The value of innovation is so widespread and so seemingly self-evident that questioning it might seem bizarre — like criticizing beauty, science, or penicillin, things that are, like innovation, treated as either abstract human values or socially useful things we can scarcely imagine doing without. And certainly, many things called innovations are, in fact, innovative in the strict sense: original processes or products that satisfy some human need.
A scholar can uncover archival evidence that transforms how we understand the meaning of a historical event; an automotive engineer can develop new industrial processes to make a car lighter; a corporate executive can extract additional value from his employees by automating production. These are all new ways of doing something, but they are very different somethings. Some require a combination of dogged persistence and interpretive imagination; others make use of mathematical and technical expertise; others, organizational vision and practical ruthlessness.
But innovation as it is used most often today comes with an implied sense of benevolence; we rarely talk of innovative credit-default swaps or innovative chemical weapons, but innovations they plainly are. The destructive skepticism of the false-prophet innovator has been redeemed as the profit-making insight of the technological visionary.

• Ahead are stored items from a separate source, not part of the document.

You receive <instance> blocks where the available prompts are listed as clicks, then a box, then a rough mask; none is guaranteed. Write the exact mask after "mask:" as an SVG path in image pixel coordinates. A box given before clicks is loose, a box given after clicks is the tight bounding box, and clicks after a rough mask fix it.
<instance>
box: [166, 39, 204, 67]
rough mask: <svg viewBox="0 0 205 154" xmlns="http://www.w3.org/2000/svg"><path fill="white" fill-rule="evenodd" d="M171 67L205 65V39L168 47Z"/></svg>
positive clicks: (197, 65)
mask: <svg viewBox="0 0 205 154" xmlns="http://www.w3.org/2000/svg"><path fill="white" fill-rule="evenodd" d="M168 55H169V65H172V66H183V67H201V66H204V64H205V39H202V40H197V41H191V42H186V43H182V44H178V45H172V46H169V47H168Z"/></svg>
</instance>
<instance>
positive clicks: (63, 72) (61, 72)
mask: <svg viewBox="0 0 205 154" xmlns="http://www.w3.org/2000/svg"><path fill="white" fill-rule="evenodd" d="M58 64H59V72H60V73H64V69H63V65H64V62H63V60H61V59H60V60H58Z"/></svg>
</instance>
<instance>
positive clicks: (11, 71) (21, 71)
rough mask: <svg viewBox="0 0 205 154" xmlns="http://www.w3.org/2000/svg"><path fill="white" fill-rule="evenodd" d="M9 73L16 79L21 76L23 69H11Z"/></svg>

Innovation is most popular today as a stand-alone concept, a kind of managerial spirit that permeates nearly every institutional setting, from nonprofits and newspapers to schools and children’s toys. The Oxford English Dictionary (OED) defines innovation as “the alteration of what is established by the introduction of new elements or forms.” The earliest example the dictionary gives dates from the mid-sixteenth century; the adjectival “innovative,” meanwhile, was virtually unknown before the 1960s, but has exploded in popularity since.

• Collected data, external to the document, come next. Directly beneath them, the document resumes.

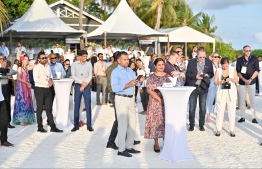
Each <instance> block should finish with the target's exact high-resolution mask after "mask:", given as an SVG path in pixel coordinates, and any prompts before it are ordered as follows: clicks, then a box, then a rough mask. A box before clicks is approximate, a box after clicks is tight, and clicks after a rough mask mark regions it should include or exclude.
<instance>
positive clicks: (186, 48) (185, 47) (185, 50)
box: [184, 42, 187, 56]
mask: <svg viewBox="0 0 262 169" xmlns="http://www.w3.org/2000/svg"><path fill="white" fill-rule="evenodd" d="M184 56H187V42H185V52H184Z"/></svg>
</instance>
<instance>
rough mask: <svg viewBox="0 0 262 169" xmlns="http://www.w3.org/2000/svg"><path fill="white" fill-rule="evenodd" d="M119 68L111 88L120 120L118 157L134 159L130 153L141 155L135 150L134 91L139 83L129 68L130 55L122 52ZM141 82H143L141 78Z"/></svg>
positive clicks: (118, 68) (120, 58)
mask: <svg viewBox="0 0 262 169" xmlns="http://www.w3.org/2000/svg"><path fill="white" fill-rule="evenodd" d="M117 62H118V66H117V67H116V68H115V69H114V70H113V72H112V74H111V86H112V90H113V92H114V93H115V107H116V113H117V120H118V144H119V150H118V153H117V154H118V155H121V156H124V157H132V155H131V154H130V153H134V154H135V153H140V151H137V150H135V149H133V148H132V147H133V143H134V139H135V129H136V111H135V100H134V96H133V95H134V89H135V85H136V83H137V80H136V76H135V73H134V72H133V70H132V69H131V68H129V67H128V63H129V60H128V54H127V53H126V52H121V53H120V57H119V58H118V60H117ZM141 80H143V79H142V78H141Z"/></svg>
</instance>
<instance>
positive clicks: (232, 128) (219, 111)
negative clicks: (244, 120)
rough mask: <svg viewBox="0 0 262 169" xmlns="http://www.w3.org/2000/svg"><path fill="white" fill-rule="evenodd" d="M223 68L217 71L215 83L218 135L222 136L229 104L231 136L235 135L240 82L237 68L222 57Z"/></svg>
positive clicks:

The verb “to innovate” has also seen a resurgence in recent years. The verb’s intransitive meaning is “to bring in or introduce novelties; to make changes in something established; to introduce innovations.” Its earlier transitive meaning, “To change (a thing) into something new; to alter; to renew” is considered obsolete by the OED, but this meaning has seen something of a revival. This was the active meaning associated with conspirators and heretics, who were innovating the word of God or innovating government, in the sense of undermining or overthrowing each.